UPDATE: Ex-Olympus CEO Woodford Suing Olympus For Wrongful Dismissal
06 January 2012 - 4:08PM
Dow Jones News
Ousted Olympus Corp. (7733.TO) Chief Executive Officer Michael
Woodford said Friday he plans to sue his former employer for firing
him without any legal basis, only hours after announcing his
decision to drop his attempt to retake the company's reins.
Woodford, who was dismissed as CEO and president in October
after exposing an accounting scandal at Olympus, said he has
already filed a lawsuit against the company with a tribunal court
in the U.K. and that another lawsuit in Japan may follow.
The Olympus board's decision to fire him long before his
four-year contract had expired "had absolutely no legal basis,"

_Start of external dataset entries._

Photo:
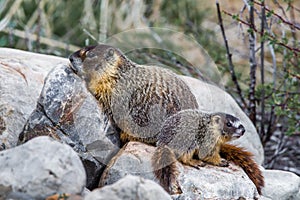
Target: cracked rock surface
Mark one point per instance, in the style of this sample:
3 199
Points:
67 112
39 168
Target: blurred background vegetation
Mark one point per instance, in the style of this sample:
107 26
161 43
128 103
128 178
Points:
187 39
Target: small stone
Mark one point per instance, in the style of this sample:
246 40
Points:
40 168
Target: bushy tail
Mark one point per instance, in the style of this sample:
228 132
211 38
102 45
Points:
164 165
244 159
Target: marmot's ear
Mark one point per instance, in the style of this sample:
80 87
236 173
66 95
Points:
216 119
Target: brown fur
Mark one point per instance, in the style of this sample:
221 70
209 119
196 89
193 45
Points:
140 99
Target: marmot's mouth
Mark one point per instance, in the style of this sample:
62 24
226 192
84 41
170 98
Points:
239 132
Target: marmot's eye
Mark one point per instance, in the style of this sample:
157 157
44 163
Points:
90 54
110 52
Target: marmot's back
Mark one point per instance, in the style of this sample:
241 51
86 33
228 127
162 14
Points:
145 96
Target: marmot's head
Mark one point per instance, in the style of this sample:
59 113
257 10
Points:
230 126
94 61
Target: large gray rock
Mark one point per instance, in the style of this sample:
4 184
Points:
67 112
130 187
40 168
213 99
22 76
209 182
281 185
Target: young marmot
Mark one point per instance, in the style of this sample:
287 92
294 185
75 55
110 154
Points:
139 99
195 138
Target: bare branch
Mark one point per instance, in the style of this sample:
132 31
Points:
295 51
253 65
262 75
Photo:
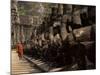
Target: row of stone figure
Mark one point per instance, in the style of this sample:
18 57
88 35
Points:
64 52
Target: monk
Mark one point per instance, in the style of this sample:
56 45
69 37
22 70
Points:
20 50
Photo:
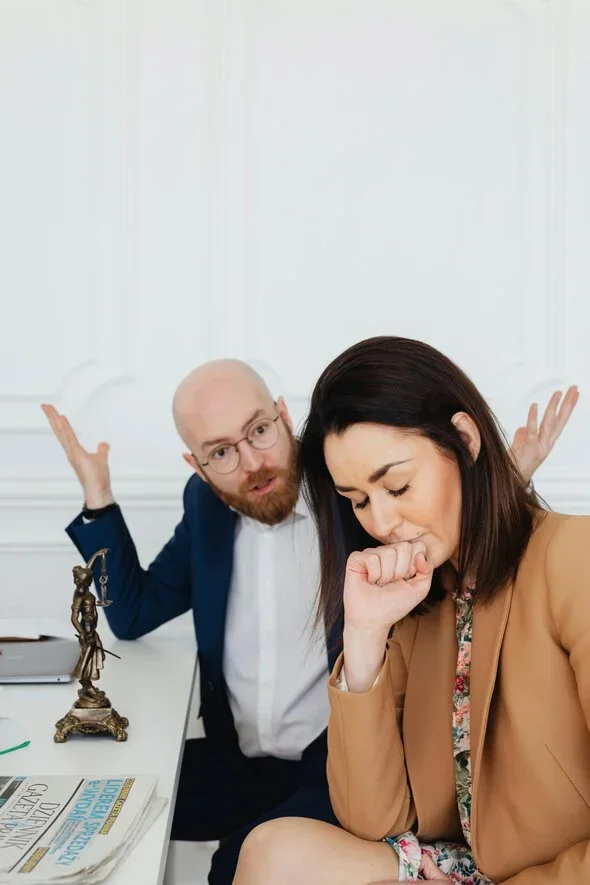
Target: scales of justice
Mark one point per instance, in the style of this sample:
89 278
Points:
92 713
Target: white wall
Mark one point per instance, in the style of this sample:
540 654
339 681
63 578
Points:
274 180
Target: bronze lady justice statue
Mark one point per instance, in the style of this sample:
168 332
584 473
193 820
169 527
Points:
92 713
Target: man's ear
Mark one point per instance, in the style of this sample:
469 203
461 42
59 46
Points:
284 413
194 465
469 430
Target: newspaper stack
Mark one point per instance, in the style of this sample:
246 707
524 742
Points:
71 829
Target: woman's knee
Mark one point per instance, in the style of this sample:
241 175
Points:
269 853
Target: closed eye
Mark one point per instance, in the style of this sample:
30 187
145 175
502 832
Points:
393 492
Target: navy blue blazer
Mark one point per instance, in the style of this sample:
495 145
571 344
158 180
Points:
193 571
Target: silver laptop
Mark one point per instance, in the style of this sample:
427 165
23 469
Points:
49 660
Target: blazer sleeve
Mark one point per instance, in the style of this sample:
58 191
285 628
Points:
568 581
144 599
367 775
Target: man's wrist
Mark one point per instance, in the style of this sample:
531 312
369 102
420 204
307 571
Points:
97 512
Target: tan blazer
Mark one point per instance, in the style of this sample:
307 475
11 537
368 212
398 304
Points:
390 762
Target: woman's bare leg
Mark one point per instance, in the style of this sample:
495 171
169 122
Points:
298 851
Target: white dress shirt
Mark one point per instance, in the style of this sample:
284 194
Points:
275 665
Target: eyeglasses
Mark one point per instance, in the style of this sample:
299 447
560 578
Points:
225 459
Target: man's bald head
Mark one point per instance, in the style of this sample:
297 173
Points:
224 407
204 398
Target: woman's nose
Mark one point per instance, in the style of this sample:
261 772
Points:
386 521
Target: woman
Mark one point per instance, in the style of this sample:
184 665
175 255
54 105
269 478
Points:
459 746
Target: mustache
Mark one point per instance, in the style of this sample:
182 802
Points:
258 477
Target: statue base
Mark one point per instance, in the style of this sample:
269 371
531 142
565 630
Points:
91 720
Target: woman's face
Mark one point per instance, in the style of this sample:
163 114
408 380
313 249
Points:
400 485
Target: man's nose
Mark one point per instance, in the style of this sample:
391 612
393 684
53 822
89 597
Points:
251 458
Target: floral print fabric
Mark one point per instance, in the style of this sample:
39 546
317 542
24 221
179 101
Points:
455 861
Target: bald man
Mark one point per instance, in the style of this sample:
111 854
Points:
244 558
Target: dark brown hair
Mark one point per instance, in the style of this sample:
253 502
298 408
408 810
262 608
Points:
408 384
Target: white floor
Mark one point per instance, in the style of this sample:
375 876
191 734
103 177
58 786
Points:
188 863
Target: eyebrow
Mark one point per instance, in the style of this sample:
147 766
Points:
376 476
224 439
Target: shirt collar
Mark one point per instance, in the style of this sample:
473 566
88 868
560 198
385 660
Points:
300 511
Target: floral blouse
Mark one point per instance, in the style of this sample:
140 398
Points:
455 861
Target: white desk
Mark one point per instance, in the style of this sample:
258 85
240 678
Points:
152 686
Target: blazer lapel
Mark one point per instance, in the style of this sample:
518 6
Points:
214 548
489 625
427 723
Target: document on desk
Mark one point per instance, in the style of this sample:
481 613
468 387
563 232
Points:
71 829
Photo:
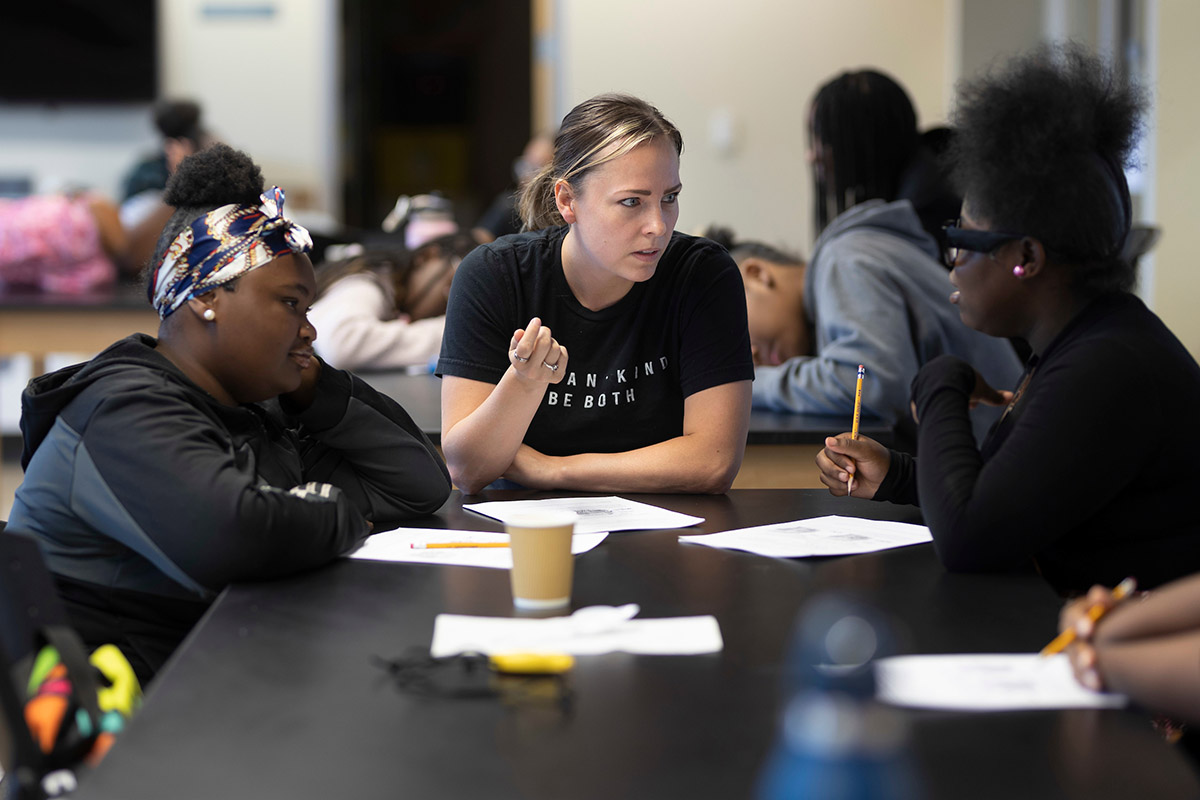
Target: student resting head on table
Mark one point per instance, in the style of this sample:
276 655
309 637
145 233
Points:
601 349
385 308
874 290
1091 469
225 450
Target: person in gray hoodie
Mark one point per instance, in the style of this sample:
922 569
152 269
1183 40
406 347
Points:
875 292
223 450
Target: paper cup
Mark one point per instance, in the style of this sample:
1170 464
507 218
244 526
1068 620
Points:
543 564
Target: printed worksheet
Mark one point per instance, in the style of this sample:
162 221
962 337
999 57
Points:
985 683
817 536
607 513
437 546
588 631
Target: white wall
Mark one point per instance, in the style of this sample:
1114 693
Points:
67 146
1176 157
268 84
757 64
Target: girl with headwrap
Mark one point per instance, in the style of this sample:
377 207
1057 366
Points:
222 450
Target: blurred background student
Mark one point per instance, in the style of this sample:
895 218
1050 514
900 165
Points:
1097 437
502 216
874 290
385 308
70 244
180 126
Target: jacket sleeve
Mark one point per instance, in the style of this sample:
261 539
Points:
862 318
364 443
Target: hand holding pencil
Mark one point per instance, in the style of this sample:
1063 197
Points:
1078 626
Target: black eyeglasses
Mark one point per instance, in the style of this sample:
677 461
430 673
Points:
955 239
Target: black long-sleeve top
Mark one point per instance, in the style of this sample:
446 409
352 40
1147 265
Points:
1091 471
148 495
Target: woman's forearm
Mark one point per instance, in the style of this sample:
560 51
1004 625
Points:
689 464
480 446
705 459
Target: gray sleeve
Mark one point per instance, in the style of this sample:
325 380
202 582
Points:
862 318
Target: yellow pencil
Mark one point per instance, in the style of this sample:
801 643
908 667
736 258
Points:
1063 639
858 409
430 546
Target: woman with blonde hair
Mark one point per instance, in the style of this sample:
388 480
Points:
600 349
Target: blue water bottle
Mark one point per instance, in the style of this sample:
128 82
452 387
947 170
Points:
835 741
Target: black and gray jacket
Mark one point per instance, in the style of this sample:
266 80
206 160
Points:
148 495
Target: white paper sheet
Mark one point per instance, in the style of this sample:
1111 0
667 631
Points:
985 683
594 513
397 546
589 631
817 536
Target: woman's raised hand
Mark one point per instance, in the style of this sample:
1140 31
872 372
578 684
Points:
863 458
535 355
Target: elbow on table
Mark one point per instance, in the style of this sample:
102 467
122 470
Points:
718 479
466 481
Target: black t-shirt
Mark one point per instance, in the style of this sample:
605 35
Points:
630 365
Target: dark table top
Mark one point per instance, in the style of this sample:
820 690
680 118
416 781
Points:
421 397
275 695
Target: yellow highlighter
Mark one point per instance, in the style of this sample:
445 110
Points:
532 663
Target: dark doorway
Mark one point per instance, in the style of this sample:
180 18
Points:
437 96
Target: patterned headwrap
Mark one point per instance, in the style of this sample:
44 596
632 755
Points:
221 246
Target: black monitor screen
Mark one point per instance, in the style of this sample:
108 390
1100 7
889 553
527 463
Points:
78 50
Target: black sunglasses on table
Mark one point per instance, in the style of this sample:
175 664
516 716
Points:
957 239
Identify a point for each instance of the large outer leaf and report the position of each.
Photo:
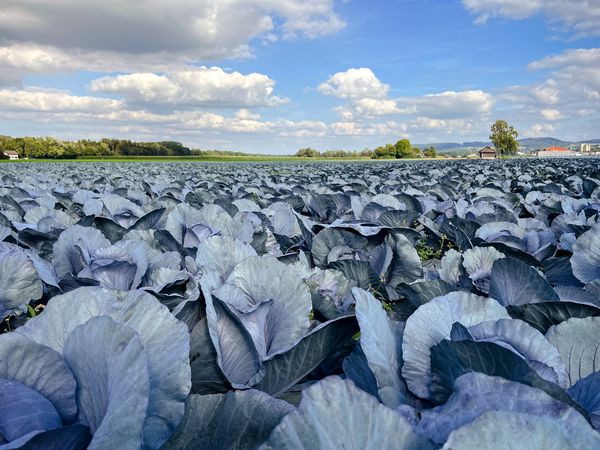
(329, 239)
(578, 342)
(111, 369)
(475, 393)
(23, 409)
(236, 420)
(40, 368)
(381, 339)
(73, 248)
(500, 430)
(165, 339)
(72, 437)
(431, 323)
(515, 283)
(450, 360)
(586, 255)
(543, 315)
(361, 271)
(288, 368)
(528, 343)
(405, 266)
(335, 414)
(236, 354)
(222, 253)
(207, 376)
(256, 280)
(586, 392)
(356, 368)
(19, 282)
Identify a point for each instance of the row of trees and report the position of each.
(312, 153)
(402, 149)
(504, 137)
(48, 147)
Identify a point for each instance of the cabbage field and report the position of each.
(348, 305)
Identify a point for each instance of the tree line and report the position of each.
(52, 148)
(401, 149)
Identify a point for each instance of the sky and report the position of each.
(274, 76)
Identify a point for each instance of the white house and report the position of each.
(11, 154)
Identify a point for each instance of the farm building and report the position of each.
(487, 153)
(11, 154)
(555, 152)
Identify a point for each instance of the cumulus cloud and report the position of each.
(540, 130)
(578, 16)
(574, 57)
(354, 84)
(105, 34)
(450, 104)
(192, 87)
(41, 100)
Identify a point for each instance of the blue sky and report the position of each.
(272, 76)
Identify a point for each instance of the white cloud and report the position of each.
(551, 114)
(355, 84)
(40, 100)
(376, 107)
(105, 35)
(540, 130)
(192, 87)
(450, 104)
(581, 17)
(581, 57)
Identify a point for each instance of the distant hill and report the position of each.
(527, 143)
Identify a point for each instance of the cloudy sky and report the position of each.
(272, 76)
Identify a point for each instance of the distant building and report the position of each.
(11, 154)
(556, 152)
(487, 153)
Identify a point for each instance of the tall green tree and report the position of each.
(504, 137)
(404, 149)
(430, 152)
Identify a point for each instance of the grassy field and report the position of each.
(248, 158)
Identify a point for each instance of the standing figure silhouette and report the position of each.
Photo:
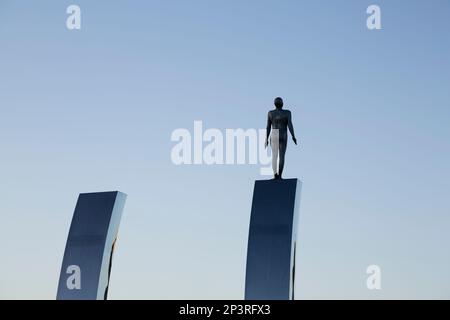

Woodford said in a group interview at his hotel room in central
Tokyo.
He also said he will seek "substantial and significant" damages
from Olympus, while declining to specify the amount.
An Olympus spokesman said the company cannot comment as it
hasn't yet confirmed that Woodford has filed a lawsuit.
Woodford's announcement of the lawsuit came after he released a
statement earlier Friday saying he has called off his proxy
challenge to return to Olympus as the head of a new management
team.
In the statement, he said the major reason for discontinuing the
battle was an absence of support from Japanese institutional
investors.
Woodford and some major foreign institutional shareholders of
Olympus have called for the resignation of all the company's board
members for having failed to heed Woodford's warnings about
accounting irregularities and voting to dismiss him.
"Why have (Japanese institutional investors) not made any
criticism of the current board?" Woodford asked rhetorically.
Olympus's major creditors, led by Sumitomo Mitsui Banking Corp.,
have not supported Woodford in his bid to replace the current
board. Sumitomo Mitsui spurned his request to speak with the bank's
president.
"I think we could have won a proxy fight," said Woodford, who
had been seeking investor support for an alternate slate of
directors to be proposed at the next shareholders' meeting as early
as March.
"But even if I won, what was I coming back to to?" he said,
adding that it would be difficult to run a Japanese company with an
absence of support from Japanese institutional investors and
banks.
Woodford said that a key event that first made him rethink his
plan to launch a proxy battle was an Olympus press conference
during his last visit to Japan last month, during which President
Shuichi Takayama said that not all the current board members needed
to be replaced at once.
The fact that Japanese institutional investors still didn't
criticize the current board after Takayama's comment was "shocking"
and "discrediting for the country," Woodford said.
Still, he said he made his final decision to drop the proxy
battle Thursday, after discussions with investors and people who
could have been candidates for his slate of proposed directors.
Woodford, who holds Olympus shares, said he hasn't yet decided
whether he will attend the next shareholders' meeting.